Sentenza Sentenza Cassazione Civile n. 19624 del 16/09/2010

Cassazione civile sez. trib., 16/09/2010, (ud. 24/06/2010, dep. 16/09/2010), n.19624

LA CORTE SUPREMA DI CASSAZIONE

SEZIONE TRIBUTARIA

Composta dagli Ill.mi Sigg.ri Magistrati:

Dott. MERONE Antonio – Presidente –

Dott. CARLEO Giovanni – rel. Consigliere –

Dott. D’ALESSANDRO Paolo – Consigliere –

Dott. IACOBELLIS Marcello – Consigliere –

Dott. DI BLASI Antonino – Consigliere –

ha pronunciato la seguente:

ordinanza

sul ricorso proposto da:

Europoauto srl, in persona dell’Amministratore delegato legale

rapp.te p.t., elettivamente domiciliata in Roma via Montecervialto n.

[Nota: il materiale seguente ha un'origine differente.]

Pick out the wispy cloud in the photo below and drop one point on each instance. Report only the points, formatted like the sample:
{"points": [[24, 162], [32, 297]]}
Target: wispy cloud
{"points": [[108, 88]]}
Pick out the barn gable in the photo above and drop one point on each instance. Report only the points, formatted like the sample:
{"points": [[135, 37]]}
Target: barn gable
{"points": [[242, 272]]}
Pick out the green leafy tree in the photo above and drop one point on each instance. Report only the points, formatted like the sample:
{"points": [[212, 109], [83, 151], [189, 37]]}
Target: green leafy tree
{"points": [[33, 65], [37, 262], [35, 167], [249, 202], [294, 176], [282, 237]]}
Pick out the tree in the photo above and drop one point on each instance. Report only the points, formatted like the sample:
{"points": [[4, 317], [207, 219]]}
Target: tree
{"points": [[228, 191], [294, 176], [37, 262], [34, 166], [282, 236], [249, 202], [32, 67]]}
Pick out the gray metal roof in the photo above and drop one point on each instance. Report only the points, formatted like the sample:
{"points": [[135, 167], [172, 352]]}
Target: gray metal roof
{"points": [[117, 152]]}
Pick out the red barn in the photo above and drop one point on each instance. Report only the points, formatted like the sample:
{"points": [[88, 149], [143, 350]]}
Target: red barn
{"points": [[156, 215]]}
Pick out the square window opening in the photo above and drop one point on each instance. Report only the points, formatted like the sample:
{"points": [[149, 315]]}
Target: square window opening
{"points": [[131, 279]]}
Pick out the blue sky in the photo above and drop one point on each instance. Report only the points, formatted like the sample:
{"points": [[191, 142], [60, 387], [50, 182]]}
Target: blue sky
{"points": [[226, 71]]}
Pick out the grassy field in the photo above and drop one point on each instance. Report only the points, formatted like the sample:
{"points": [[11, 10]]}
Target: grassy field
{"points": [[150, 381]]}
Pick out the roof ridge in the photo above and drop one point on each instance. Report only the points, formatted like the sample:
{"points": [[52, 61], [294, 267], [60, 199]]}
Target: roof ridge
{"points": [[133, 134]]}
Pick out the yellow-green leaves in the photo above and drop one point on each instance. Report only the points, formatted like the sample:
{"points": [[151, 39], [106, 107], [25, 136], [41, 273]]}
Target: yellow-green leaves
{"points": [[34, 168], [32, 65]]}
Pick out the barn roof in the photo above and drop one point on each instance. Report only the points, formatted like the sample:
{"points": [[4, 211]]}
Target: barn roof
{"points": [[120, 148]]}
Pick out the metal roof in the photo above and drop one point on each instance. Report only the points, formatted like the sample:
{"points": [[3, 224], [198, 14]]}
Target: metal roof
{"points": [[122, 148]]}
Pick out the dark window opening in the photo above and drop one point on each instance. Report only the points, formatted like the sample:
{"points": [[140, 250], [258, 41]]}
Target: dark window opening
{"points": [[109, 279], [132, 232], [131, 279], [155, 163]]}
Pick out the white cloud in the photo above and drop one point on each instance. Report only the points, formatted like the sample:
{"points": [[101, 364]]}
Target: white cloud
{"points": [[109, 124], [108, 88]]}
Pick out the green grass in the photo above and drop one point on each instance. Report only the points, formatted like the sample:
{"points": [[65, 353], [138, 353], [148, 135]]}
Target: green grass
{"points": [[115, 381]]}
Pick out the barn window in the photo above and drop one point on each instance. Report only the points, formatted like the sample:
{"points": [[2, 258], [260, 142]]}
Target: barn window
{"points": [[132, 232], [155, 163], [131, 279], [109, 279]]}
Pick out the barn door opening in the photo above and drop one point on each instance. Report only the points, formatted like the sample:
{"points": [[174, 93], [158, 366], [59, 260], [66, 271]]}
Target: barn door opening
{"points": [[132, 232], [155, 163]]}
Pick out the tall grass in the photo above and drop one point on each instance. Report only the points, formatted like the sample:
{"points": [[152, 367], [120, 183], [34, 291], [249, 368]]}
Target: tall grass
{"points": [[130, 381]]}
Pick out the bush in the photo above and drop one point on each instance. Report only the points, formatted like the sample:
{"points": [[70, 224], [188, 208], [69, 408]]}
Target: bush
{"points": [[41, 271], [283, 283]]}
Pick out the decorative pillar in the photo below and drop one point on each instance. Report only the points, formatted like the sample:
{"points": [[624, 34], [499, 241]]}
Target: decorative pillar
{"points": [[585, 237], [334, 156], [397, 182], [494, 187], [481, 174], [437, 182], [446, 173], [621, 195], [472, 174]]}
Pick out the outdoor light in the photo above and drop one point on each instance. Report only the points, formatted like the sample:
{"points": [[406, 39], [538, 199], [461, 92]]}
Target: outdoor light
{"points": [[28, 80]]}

165 presso lo studio dell’Avvocato Mastromarino Claudio, che la

rappresenta e difende, giusta mandato speciale a margine del ricorso;

– ricorrente –

contro

Agenzia delle Entrate, in persona del Direttore pro tempore,

rappresentata e difesa dall’Avvocatura Generale dello Stato presso i

cui uffici e’ domiciliata in Roma, via dei Portoghesi 12;

– controricorrente –

avverso la sentenza della Commissione tributaria regionale della

Campania n. 139/12/97;

udita la relazione della causa svolta nella camera di consiglio dal

Consigliere Dott. Giovanni Carleo.

 

Fatto

FATTO E DIRITTO

Premesso che il relatore ha depositato la seguente relazione: “La contribuente propone ricorso per cassazione avverso la sentenza della Commissione tributaria regionale della Campania n. 139/12/07, depositata il 3.12.2007, con la quale e’ stato accolto l’appello dell’Ufficio avverso la sentenza di primo grado della CTP di Avellino con cui era stato accolto il ricorso della contribuente avverso l’avviso di recupero di credito di imposta 2002 per investimento in area svantaggiata. L’Agenzia delle entrate si e’ costituita con controricorso.

2) La ricorrente ha lamentato con l’unica doglianza la violazione e falsa applicazione di legge (L. n. 388 del 2000, art. 8 e D.P.R. 22 dicembre 1986, n. 917, artt. 67 e 68 in relazione all’art. 360 c.p.c., comma 1, n. 3) concludendo il motivo con il seguente quesito di diritto: dica la Corte se un’area pavimentata adibita all’esposizione di automobili da parte di una societa’ venditrice di autovetture…e la recinzione con opere in c.a. della stessa, realizzate unitariamente ad una struttura in ferro riservata ad ufficio, siano da qualificarsi, in base alla verifica di sussistenza delle loro caratteristiche di individualita’ ed autonoma funzionalita’, immobilizzazioni e quindi acquisizioni di beni strumentali nuovi…ovvero meri costi ai fini dell’attribuzione del credito di imposta in aree svantaggiate… Il motivo e’ inammissibile per un duplice ordine di ragioni. In primo luogo, perche’ richiede sostanzialmente una valutazione di merito ovvero una verifica di sussistenza delle caratteristiche di individualita’ ed autonoma funzionalita’ delle opere realizzate, che e’ preclusa in sede di legittimita’ bon essendo consentito a questa Corte di rivalutare cio’ che i giudici di merito hanno gia’ valutato giungendo alla conclusione che i lavori di pavimentazione e recinzione fossero privi di individualita’ ed autonomia. In secondo luogo, la censura e’ altresi’ inammissibile in quanto non e’ in correlazione con la ratio decidendi, fondata essenzialmente sul rilievo che le opere in questione, accedendo ad un bene altrui, cioe’ ad un suolo condotto dalla contribuente in comodato, non sostanziassero un acquisto definitivo realizzato dalla societa’ Europauto. In conclusione, si ritiene che il ricorso possa essere deciso in camera di consiglio in quanto manifestamente infondato”;

considerato che il Collegio ha condiviso le considerazioni contenute nella relazione, ritualmente comunicata al P.G. e notificata ai difensori;

ritenuto, in conclusione, che il ricorso deve essere pertanto rigettato per la sua manifesta infondatezza e ritenuto che a tale declaratoria segue la condanna della ricorrente alle spese liquidate come in dispositivo.

P.Q.M.

LA CORTE rigetta il ricorso. Condanna la ricorrente alla rifusione delle spese che liquida in Euro 1.600,00 di cui Euro 100,00 per esborsi oltre accessori di legge.

Cosi’ deciso in Roma, nella Camera di Consiglio, il 24 giugno 2010.